Abstract

The potential of hypothermic brain protection for ischemic stroke has been demonstrated under laboratory conditions. This article reviews our recent progression understanding the efficacy and specific characteristics of prolonged mild hypothermia for ischemic stroke in rats. Using temporary or permanent focal ischemia models, the rats were treated by mild (33 °C) hypothermia at different schedules. The targeted mild hypothermia was applied only intra- or postischemia, or both periods in the temporary focal ischemia model. In permanent focal ischemia, mild hypothermia was achieved at the onset of ischemia, maintained for 2 h under general anesthesia and further maintained using a cold room for a total of 24 h.

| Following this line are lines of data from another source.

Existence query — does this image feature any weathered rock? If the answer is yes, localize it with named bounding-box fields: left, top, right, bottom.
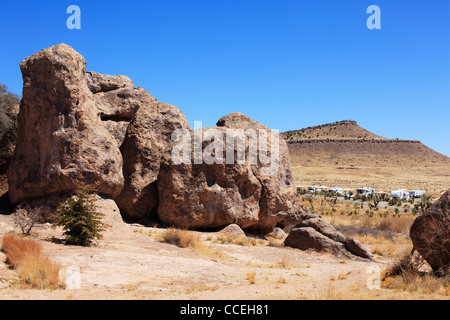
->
left=217, top=224, right=246, bottom=239
left=344, top=237, right=373, bottom=260
left=95, top=196, right=131, bottom=240
left=94, top=85, right=156, bottom=122
left=8, top=44, right=123, bottom=204
left=217, top=112, right=297, bottom=232
left=296, top=218, right=345, bottom=243
left=115, top=101, right=190, bottom=221
left=158, top=128, right=262, bottom=229
left=285, top=211, right=372, bottom=259
left=410, top=189, right=450, bottom=274
left=278, top=202, right=319, bottom=232
left=284, top=227, right=350, bottom=257
left=266, top=227, right=287, bottom=239
left=86, top=71, right=134, bottom=93
left=0, top=84, right=19, bottom=196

The infarcted lesion sizes and neurological function were analyzed for a maximum of 30 days following ischemia and compared to that of the normothermia group. In temporary focal ischemia, the infarcted lesion sizes with intraischemic hypothermia, postischemic hypothermia, or combined prolonged intra- and postischemic hypothermia, analyzed on day 2, were 159 ± 25, 141 ± 19, 76 ± 26 mm3, respectively. The values in the latter two groups were significantly smaller compared to that obtained under normothermia, 211 ± 19 mm3 (mean ± SEM, p< 0.05). The significant difference in lesion sizes and neurological deficits lasted only in the combined hypothermia group on day 30. In permanent focal ischemia, the infarcted lesion 88 ± 15 mm3 in the hypothermia group was significantly small compared to that in normothermia, 211 ± 19 mm3 on day 21 (p< 0.05). Mild hypothermia did suppress the development of cerebral infarction and neurological deficit in temporary or permanent focal ischemia. To obtain the maximum neuroprotection from mild hypothermia, acute and prolonged application of hypothermia are key factors.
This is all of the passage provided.